España, eje de la política imperial del emperador de Occidente, “en cuyos dominios no se ponía el sol”, debió pagar posteriormente el extraordinario esfuerzo realizado entonces, y ya en los años del reinado de don Felipe II el Prudente hubo de renunciar a la hegemonía europea que otrora mantuviera con firmeza.

Carlos V abdicó en 1556. En manos de su hermano el archiduque Fernando de Austria dejó el cetro imperial alemán, y en las sienes de su hijo, Felipe II, la corona de España.
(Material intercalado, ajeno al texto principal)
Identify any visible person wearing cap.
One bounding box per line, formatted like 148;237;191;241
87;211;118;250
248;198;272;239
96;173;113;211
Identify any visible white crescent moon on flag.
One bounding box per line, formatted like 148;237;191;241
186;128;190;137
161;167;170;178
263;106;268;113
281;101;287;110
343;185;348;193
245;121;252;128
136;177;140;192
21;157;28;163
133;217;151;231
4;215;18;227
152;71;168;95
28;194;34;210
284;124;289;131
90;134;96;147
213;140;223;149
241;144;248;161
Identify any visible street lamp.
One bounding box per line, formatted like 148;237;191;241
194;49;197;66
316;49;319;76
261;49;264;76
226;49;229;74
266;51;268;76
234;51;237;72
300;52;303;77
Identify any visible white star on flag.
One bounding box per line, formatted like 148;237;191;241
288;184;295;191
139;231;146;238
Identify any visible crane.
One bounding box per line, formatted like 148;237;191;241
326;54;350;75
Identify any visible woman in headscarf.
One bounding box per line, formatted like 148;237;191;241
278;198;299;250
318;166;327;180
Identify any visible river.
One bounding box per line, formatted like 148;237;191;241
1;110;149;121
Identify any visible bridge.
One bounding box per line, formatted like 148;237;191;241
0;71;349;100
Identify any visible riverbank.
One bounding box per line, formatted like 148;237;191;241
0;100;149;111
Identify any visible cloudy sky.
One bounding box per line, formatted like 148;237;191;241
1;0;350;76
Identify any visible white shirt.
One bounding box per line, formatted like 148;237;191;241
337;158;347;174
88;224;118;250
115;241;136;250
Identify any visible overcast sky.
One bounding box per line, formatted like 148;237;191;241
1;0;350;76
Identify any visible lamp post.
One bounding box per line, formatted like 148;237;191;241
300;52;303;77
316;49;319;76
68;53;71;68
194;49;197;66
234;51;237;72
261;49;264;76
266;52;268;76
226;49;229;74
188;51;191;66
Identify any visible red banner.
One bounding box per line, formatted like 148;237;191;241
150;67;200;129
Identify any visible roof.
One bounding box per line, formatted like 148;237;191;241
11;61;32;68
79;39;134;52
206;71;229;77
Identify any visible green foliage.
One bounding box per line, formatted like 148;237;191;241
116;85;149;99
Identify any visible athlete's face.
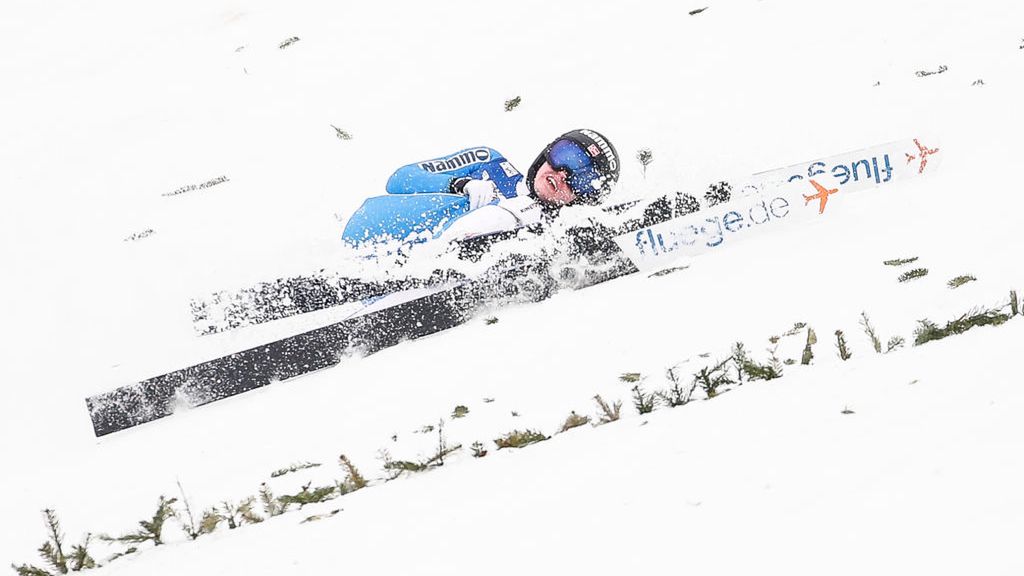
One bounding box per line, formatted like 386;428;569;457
532;161;578;207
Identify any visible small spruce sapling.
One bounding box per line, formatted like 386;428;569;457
494;429;547;449
38;509;68;574
835;330;852;360
195;499;263;534
382;459;427;474
860;312;882;354
898;268;929;282
947;275;976;289
377;449;403;481
101;496;178;547
504;96;521;112
218;498;262;530
885;336;906;353
237;499;263;526
732;343;781;382
656;366;697;407
378;442;459;476
559;411;591;432
883;257;918;266
425;419;461;467
732;343;751;382
338;454;368;492
593;394;622;424
12;509;97;575
198;509;221;535
693;357;735;398
914;64;948;77
913;307;1012;345
766;341;784;376
259;483;288;517
278;483;337;509
68;534;96;572
631;384;656;414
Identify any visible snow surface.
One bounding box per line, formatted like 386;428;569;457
2;0;1023;574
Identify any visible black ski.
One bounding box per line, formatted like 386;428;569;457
88;285;472;436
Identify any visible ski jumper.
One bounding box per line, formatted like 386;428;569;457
343;147;541;245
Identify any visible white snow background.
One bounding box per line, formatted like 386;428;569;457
2;0;1023;574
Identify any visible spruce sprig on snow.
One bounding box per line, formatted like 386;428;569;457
631;384;656;414
656;366;697;407
593;394;622;424
100;496;177;547
11;509;97;576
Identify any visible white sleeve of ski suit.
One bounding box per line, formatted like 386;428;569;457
437;195;543;243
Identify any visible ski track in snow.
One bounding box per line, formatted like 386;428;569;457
2;0;1023;574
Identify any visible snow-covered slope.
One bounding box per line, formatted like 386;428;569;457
2;0;1022;574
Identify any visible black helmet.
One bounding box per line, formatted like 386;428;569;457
526;129;620;205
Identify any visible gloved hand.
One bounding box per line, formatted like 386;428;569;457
451;174;499;210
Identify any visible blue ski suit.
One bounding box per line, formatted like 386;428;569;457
385;146;527;199
342;147;540;245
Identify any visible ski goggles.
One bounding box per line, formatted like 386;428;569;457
546;139;606;199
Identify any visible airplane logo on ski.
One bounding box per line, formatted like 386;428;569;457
905;138;939;174
802;179;839;214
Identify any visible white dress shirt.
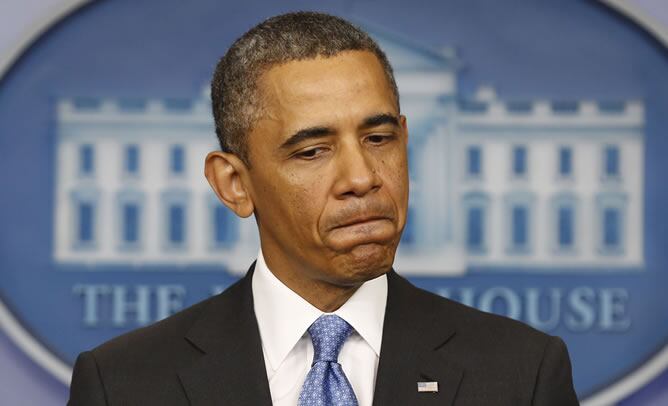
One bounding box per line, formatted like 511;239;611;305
252;250;388;406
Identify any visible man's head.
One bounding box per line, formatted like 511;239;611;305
205;12;408;297
210;11;400;166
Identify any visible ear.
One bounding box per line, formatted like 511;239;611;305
204;151;255;218
399;114;409;145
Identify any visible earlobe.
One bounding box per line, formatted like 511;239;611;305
204;151;255;218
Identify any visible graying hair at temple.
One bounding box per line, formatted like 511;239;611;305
210;11;400;166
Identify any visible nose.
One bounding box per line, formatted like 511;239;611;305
332;141;382;198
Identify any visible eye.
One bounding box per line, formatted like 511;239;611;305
366;134;396;145
293;146;328;160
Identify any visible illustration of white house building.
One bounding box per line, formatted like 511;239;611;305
52;30;645;275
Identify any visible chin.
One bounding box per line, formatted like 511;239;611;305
332;243;396;285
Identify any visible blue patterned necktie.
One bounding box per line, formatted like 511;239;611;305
298;314;359;406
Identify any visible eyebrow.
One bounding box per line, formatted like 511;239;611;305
280;126;334;149
360;113;400;129
279;112;400;149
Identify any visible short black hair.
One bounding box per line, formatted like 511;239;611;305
210;11;399;166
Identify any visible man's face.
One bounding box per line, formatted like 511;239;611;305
245;50;408;287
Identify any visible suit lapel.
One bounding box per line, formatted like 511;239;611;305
176;265;463;405
178;264;273;406
372;271;464;406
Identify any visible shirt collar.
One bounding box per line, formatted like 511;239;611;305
252;249;388;372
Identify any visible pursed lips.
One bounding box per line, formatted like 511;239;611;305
324;211;398;249
330;214;392;230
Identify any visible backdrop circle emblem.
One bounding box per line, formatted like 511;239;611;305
0;2;667;404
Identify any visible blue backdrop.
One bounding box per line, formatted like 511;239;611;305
1;1;668;404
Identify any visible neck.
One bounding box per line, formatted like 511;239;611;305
260;250;362;313
284;273;361;312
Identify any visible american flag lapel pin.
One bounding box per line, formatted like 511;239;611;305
417;381;439;393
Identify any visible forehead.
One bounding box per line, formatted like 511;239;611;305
257;50;397;122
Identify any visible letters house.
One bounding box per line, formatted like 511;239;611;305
53;30;645;274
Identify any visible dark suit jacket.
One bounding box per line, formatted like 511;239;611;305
68;266;579;405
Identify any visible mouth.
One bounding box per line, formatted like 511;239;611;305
331;215;391;230
324;213;397;251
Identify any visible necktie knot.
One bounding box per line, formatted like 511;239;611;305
308;314;353;365
299;314;358;405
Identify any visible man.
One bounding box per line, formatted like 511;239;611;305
68;11;579;406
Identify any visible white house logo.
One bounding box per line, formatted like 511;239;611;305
0;1;667;404
53;64;645;274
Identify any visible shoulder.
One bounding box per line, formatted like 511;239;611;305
435;290;549;347
89;272;248;361
69;294;218;405
389;270;560;362
87;293;215;373
85;273;247;377
68;274;253;404
389;273;577;403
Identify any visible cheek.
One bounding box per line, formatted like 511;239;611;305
381;151;409;197
378;152;409;226
277;171;329;236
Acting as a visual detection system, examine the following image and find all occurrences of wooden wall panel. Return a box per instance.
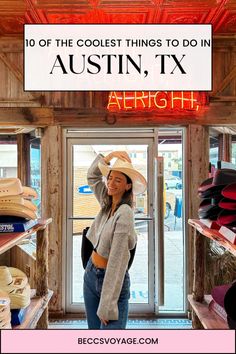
[41,125,63,315]
[187,125,209,305]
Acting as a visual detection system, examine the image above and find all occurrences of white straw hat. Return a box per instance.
[98,158,147,195]
[0,266,28,290]
[0,290,11,327]
[0,178,23,197]
[0,196,37,211]
[0,203,37,220]
[8,283,31,309]
[0,267,31,310]
[22,186,38,199]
En la ceremonia desarrollada un año antes en Bruselas, al abdicar la soberanía de los Países Bajos, el augusto monarca, físicamente decadente por su comprometida salud, hizo una recapitulación acerca de su vida y su reinado, de sus éxitos como de sus fracasos; reconoció los inmensos sacrificios que sus súbditos habían realizado para permitirle cumplir su misión histórica, y recordó con especial amor a los castellanos y a los flamencos; a todos sus vasallos pidió el César perdón por las injusticias que en su nombre se hubiesen cometido, y para su hijo, la misma lealtad que a él le habían brindado.

Una vez desembarazado del peso del tremendo poderío que sobrellevara con imponente esplendor durante cuarenta años, Carlos de Austria emprendió viaje a España, en uno de cuyos rincones más solitarios, donde se halla enclavado el monasterio de Yuste, sentó sus reales; allí en 1558, murió cristianamente, como correspondía a un paladín de la santa fe. Los elevados ideales que impulsaron su hacer terrenal, siguieron nutriendo el alma de la hispanidad durante más de un siglo, lo que constituye buena prueba de la hondura de su arraigo en aquel noble pueblo.